Jedem Kapitel ist ein ausführliches Quellenverzeichnis mit (aktuellen) Originalarbeiten zur Seite gestellt.

Editorial

Editorial
Ein Praxisbuch? – Und ob.

Es folgt die ausführliche Besprechung von 14 Anwendungen, die fast zwei Drittel des Werks umfasst und somit den Titel als „Praxisbuch“ rechtfertigt. Angefangen mit der „PAGE von Farbstoffen“ über „Hochauflösende Zweidimensional-Elektrophorese“ bis zur „PAGE von DNA-Fragmenten“ lädt der Methodenteil zum Nachkochen ein. Der Experimentator bekommt nicht nur detaillierte Protokolle an die Hand, sondern auch Listen mit Instrumenten, Verbrauchsmaterialien und Chemikalien, alles fein säuberlich mit der Nummer der jeweiligen Methode versehen. Da schlägt jedes TA-Herz höher!

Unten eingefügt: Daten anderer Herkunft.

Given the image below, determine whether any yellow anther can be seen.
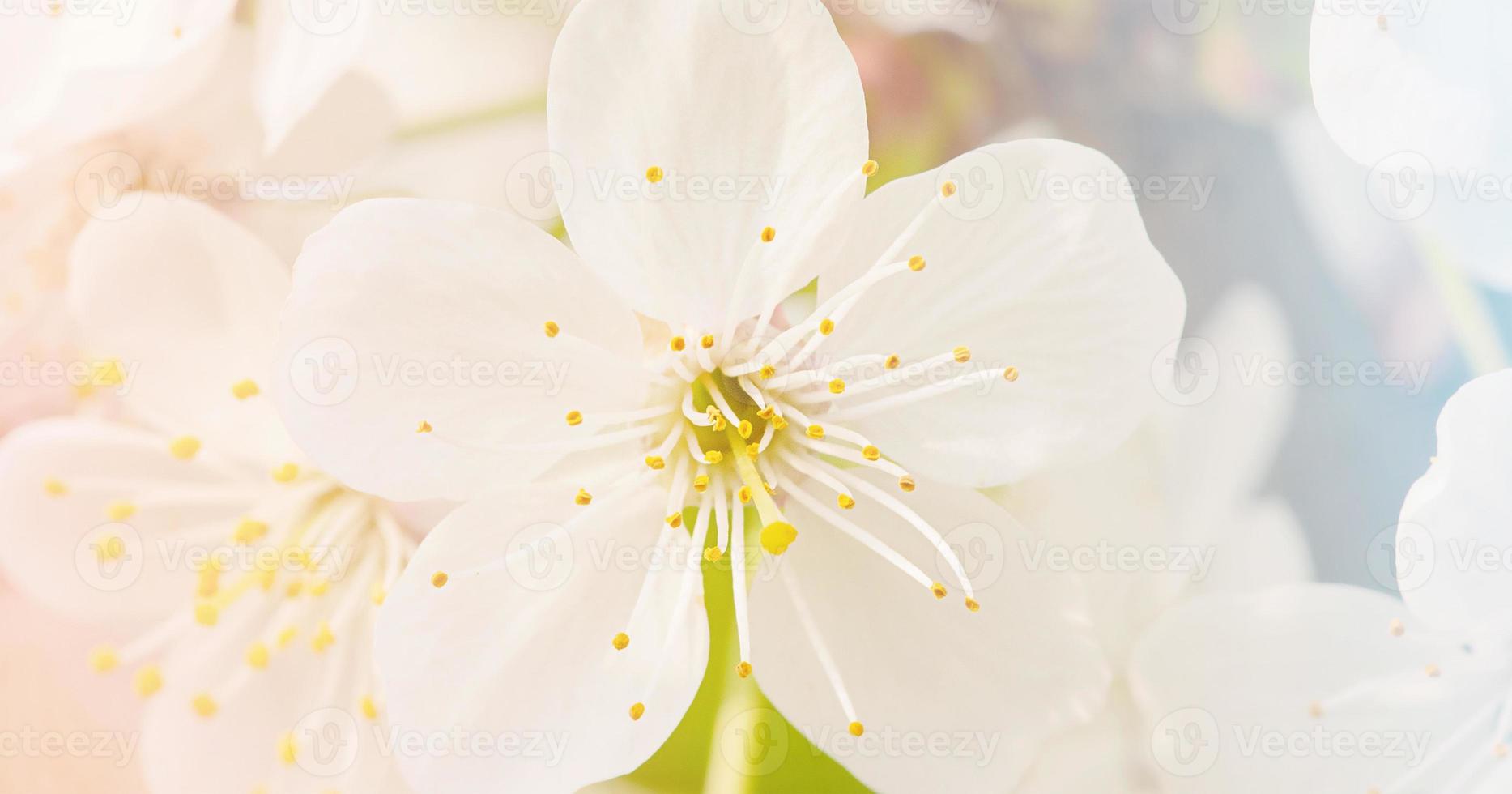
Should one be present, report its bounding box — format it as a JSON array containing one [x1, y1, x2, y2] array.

Die Methodenbeschreibungen sind wie folgt aufgebaut: Probenvorbereitung, benötigte Stammlösungen, Zusammenbau diverser Apparaturen, Gießen der Gele und elektrophoretische Trennung, finale Interpretation. Dabei wird jeder Schritt ausführlich beschrieben, auch wenn die Coomassie-Färbung in der vorherigen Methode und der davor ebenfalls bereits erklärt wurde. So funktioniert jedes Protokoll für sich, ohne das man zwischendurch wild hin und her blättern muss.

Zur Veranschaulichung dienen großzügig eingestreute Skizzen sowie Beispielbilder, wie das Ergebnis optimalerweise aussehen sollte. Und da es meistens doch nicht so funktioniert, wie es soll, ergänzt Westermeier seinen Methodenteil mit einer Rubrik für Problemlösungen. Vorgestellt werden Klassiker wie der leere Blot aufgrund falsch angebrachter Strompolung wie auch scheinbare Banalitäten („Wasser auf der Gel-Oberfläche bei der IEF? Abhilfe durch Trockentupfen der Geloberfläche.“ – Aha.)

Dennoch sind diese gut fünfzig Seiten bei der Behebung so manchen Problems ungemein hilfreich. Ein paar erklärende Illus­trationen hätten der Fehlerbesprechung jedoch gut getan. Und die Beantwortung jener Frage, welche die zeitweise frustrierte Rezensentin schon seit Jahren umtreibt: Warum laufen beim Gelegießen mindestens fünfzig Prozent aller Gele aus?

Humor kommt nicht zu kurz

Die vorhandenen Abbildungen – etwa von den diversen Elektrophoreseapparillos oder der gängigen Gel-Gießtechniken – erfüllen ihren Zweck. Besonders erfreulich sind die hier und da eingestreuten Gimmicks. In einer Abbildung zum Beispiel erinnert das zum Beschweren eines Agarose­gels verwendete Gewicht schwer an einen gefüllten Bierkrug. Oder wussten Sie, dass sich für die Positionierung eines immobilisierten pH-Gradienten-Streifens auf der Oberfläche eines SDS-Gels Hoteltürkarten besonders gut eignen? So macht Elektrophorese Spaß.

Dennoch bleibt eine Frage: Wer braucht so ein Buch? Für Studierende und 08/15-Wissenschaftler, die ab und zu mal ein Gel fahren, ist es zu spezifisch. Um es sich einfach nur ins Regal zu stellen, ist es mit knapp 90 Euro hingegen zu teuer. Bleiben besonders Elektrophorese-affine Laboranten und Forscher. Für die jedoch lohnt sich die Anschaffung von Reiner Wester­meiers „Elektrophorese-Praxisbuch“ definitiv.